Is it possible to approximate every function $f\in C([0,\pi],\mathbb C)$ uniformly with arbitary precision bby functions in the algebra generated by $\{1,e^{ix}\}$?
I know it's true for $\{1,e^{ix},e^{-ix}\}$, because for every continious function $f(x)=u(x)+v(x)i$, $u,v$ is able to be approximated by algebra generated by $\{1,\cos x\}$ according to stone-weierstrass approximation theorem. But here we don't have $e^{-ix}$?
r9m's idea of using Mergelyan's Theorem is a good one. In this special case, we can reduce the proof to be much simpler.
By the usual complex version of Stone-Weierstrass, it suffices to show that the function $e^{-ix}$ is in the closure $\overline{\mathcal{A}}$ of the algebra $\mathcal{A}$ generated by $\{1, e^{ix}\}$.

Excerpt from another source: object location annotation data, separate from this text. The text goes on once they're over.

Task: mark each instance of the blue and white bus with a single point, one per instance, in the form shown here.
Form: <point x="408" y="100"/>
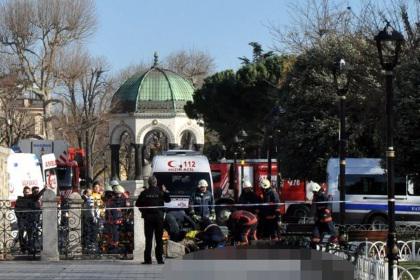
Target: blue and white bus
<point x="366" y="199"/>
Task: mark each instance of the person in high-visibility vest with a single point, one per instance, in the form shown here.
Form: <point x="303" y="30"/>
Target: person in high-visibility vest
<point x="269" y="214"/>
<point x="243" y="226"/>
<point x="323" y="218"/>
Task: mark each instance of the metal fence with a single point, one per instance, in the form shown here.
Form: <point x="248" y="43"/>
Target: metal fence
<point x="20" y="232"/>
<point x="91" y="232"/>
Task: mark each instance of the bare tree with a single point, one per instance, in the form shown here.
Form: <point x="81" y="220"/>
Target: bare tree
<point x="15" y="123"/>
<point x="315" y="22"/>
<point x="193" y="64"/>
<point x="34" y="32"/>
<point x="87" y="94"/>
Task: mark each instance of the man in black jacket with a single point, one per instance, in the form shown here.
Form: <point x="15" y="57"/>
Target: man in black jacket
<point x="201" y="203"/>
<point x="151" y="205"/>
<point x="248" y="196"/>
<point x="174" y="223"/>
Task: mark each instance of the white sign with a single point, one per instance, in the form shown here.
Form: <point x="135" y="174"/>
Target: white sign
<point x="178" y="202"/>
<point x="48" y="161"/>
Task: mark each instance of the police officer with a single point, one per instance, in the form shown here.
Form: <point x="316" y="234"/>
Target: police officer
<point x="153" y="218"/>
<point x="174" y="224"/>
<point x="323" y="219"/>
<point x="210" y="235"/>
<point x="201" y="203"/>
<point x="270" y="212"/>
<point x="248" y="196"/>
<point x="243" y="226"/>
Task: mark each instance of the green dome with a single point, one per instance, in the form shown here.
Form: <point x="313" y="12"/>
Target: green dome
<point x="154" y="91"/>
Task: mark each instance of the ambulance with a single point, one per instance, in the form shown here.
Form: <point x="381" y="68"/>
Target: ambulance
<point x="366" y="200"/>
<point x="180" y="171"/>
<point x="24" y="169"/>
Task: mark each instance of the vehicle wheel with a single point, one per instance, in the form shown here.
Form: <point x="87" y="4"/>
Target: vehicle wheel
<point x="301" y="213"/>
<point x="220" y="212"/>
<point x="378" y="222"/>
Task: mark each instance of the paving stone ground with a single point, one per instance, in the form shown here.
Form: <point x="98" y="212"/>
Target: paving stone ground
<point x="78" y="270"/>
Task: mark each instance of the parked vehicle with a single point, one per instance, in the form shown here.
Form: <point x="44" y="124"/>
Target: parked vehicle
<point x="70" y="161"/>
<point x="4" y="176"/>
<point x="366" y="200"/>
<point x="180" y="171"/>
<point x="27" y="170"/>
<point x="253" y="170"/>
<point x="294" y="194"/>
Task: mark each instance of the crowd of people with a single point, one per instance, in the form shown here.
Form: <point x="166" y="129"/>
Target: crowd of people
<point x="254" y="217"/>
<point x="106" y="212"/>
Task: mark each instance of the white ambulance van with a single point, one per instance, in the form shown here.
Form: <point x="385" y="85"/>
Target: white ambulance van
<point x="180" y="171"/>
<point x="366" y="197"/>
<point x="25" y="169"/>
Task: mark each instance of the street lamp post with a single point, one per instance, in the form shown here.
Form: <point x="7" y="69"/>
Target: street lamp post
<point x="389" y="42"/>
<point x="271" y="119"/>
<point x="10" y="129"/>
<point x="269" y="155"/>
<point x="341" y="82"/>
<point x="237" y="141"/>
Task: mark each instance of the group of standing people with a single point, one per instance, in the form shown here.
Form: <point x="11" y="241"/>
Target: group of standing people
<point x="28" y="215"/>
<point x="107" y="212"/>
<point x="257" y="216"/>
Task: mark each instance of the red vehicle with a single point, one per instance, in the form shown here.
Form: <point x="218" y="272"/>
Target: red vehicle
<point x="293" y="194"/>
<point x="228" y="179"/>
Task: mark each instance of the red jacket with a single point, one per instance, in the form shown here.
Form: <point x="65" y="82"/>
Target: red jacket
<point x="243" y="217"/>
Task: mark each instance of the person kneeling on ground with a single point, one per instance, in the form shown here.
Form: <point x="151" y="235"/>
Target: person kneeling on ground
<point x="243" y="226"/>
<point x="323" y="219"/>
<point x="210" y="236"/>
<point x="174" y="224"/>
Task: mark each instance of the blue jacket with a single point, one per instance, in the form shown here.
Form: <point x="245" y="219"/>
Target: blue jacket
<point x="201" y="204"/>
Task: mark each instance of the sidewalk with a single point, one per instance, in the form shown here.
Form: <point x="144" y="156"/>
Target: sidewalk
<point x="78" y="270"/>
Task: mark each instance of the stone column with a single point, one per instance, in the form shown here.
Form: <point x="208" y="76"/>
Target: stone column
<point x="75" y="224"/>
<point x="173" y="146"/>
<point x="138" y="160"/>
<point x="49" y="227"/>
<point x="115" y="161"/>
<point x="199" y="147"/>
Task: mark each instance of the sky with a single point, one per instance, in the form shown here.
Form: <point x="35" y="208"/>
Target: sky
<point x="130" y="31"/>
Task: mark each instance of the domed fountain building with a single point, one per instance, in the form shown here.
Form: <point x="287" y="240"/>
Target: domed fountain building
<point x="148" y="117"/>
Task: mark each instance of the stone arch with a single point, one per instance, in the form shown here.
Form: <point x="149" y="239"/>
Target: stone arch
<point x="117" y="132"/>
<point x="187" y="139"/>
<point x="146" y="129"/>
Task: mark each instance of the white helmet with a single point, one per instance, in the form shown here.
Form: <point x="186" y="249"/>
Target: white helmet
<point x="203" y="183"/>
<point x="247" y="184"/>
<point x="114" y="183"/>
<point x="265" y="184"/>
<point x="314" y="187"/>
<point x="119" y="189"/>
<point x="224" y="216"/>
<point x="108" y="188"/>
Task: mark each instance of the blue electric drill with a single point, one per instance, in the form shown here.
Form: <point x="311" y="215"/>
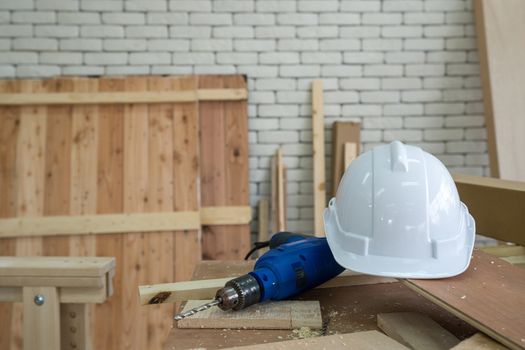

Let $S^1_+ = \{e^{ix} : 0 \le x \le \pi\}$ be the upper unit semicircle in the complex plane. Fix $\epsilon > 0$ and consider the complex function $f(z) = 1/(z+i\epsilon)$, which is holomorphic except at $z=-i\epsilon$. Choose $R>0$ so large that $\sqrt{1+R^2} < R+\epsilon/2$; then the open disk $D = D(iR, R+\epsilon/2)$ contains all of $S^1_+$ but excludes $-i\epsilon$. Thus $f$ is holomorphic on $D$, so its Taylor series centered at $z=iR$ converges uniformly to $f$ on compact subsets of $D$, and in particular converges uniformly on $S^1_+$. So if we let $p_n(z)$ denote the $n$th Taylor polynomial of $f$ centered at $iR$, we have $p_n(e^{ix}) \to f(e^{ix}) = 1/(e^{ix} + i\epsilon)$ uniformly on $x \in [0,\pi]$, and therefore $1/(e^{ix}+i\epsilon) \in \overline{\mathcal{A}}$. Now letting $\epsilon \to 0$, we have $1/(e^{ix}+i\epsilon) \to e^{-ix}$ uniformly on $x \in [0,\pi]$, and therefore $e^{ix} \in \overline{\mathcal{A}}$ as well.
Note the full version of Mergelyan's theorem would show that the same result is true on any interval $[0, a]$ for $a < 2\pi$, but it is false on $[0,2\pi]$.